Depois do dia do terraço, Henri cumpriu com sua palavra e, apesar de tudo, eu nunca soube como o agradecer por isso. Ele não salvou apenas a mim do meu inferno particular, mas tirou minha mãe e meu irmão do risco de terem que encontrar um outro lugar para viver. Para cumprir a promessa de Sebastian, pelo ao menos uma vez na semana ele vinha ver Anne e um dia insistiu tanto em nos levar a uma competição de cavalos que haveria, que eu acabei cedendo. Foi um dia animado e ver o brilho no olhar de Anne era mais que suficiente para saber que havia valido a pena pedir para Tony que eu pudesse sair mais cedo naquele sábado.

Quando estava atrasada ou com pressa, Henri também me dava uma carona até a Universidade, a lanchonete ou hospital, nos retornos de Anne. Devagar, havia se tornado um amigo. E eu sabia que se precisasse, poderia contar com ele mesmo que isso lhe custasse o atraso do voo para Paris, onde enfrentaria o pai em mais uma reunião que eu descobri serem mais constantes que imaginara. "Ande, entrem logo e eu levo vocês. Caso me atrase eu jogo a culpa no trânsito daqui até Bordeaux, ninguém terá nada para argumentar", dizia ele sempre que eu tentava recusar a oferta.

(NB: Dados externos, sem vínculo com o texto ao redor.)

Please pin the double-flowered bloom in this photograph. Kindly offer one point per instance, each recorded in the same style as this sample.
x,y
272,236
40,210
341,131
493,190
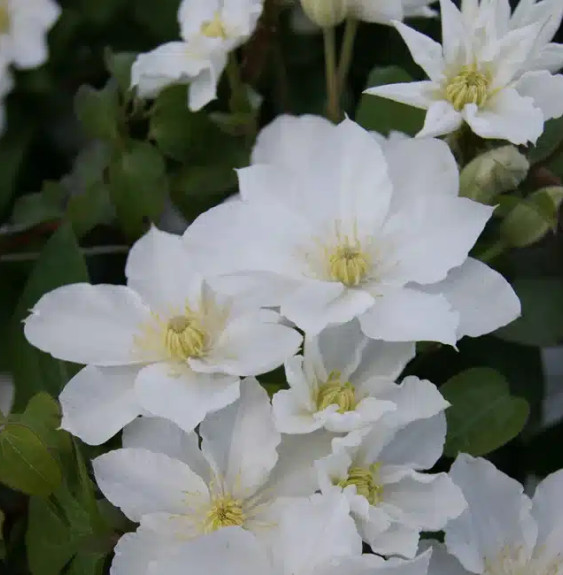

Depois de dias ausentes no que imaginamos ser uma visita para os pais da namorada, certa manhã Jason resolveu aparecer no nosso apartamento com Kiara. Ela era uma garota inteligente e notoriamente o merecia, parecia fazê-lo feliz e era impossível não perceber a maneira como seus olhos brilhavam a cada vez que a olhava. Nós combinamos de um dia irmos a algum lugar juntos e desde então, havia os visto apenas na Universidade algumas vezes, onde não trocávamos mais que três frases antes de cada um seguir seu caminho.

Eu não havia perdido um amigo — de forma alguma —, mas sabia que naquele momento haviam sentimentos e pessoas que vinham antes da amizade na sua lista preferencial.

— Clara, você ainda não está pronta?! — Anne exclamou irritada, batendo na porta do quarto. — Já está quase dando a hora!

Dois dias antes, Henri havia nos convidado... convidado não, havia nos informado que iria nos levar em "um lugar" e Anne estava ansiosa para saber onde era. Havíamos planejado de nos encontrar em frente ao condomínio pois, como ele mesmo dissera, se fossemos sozinhas perderia toda a graça.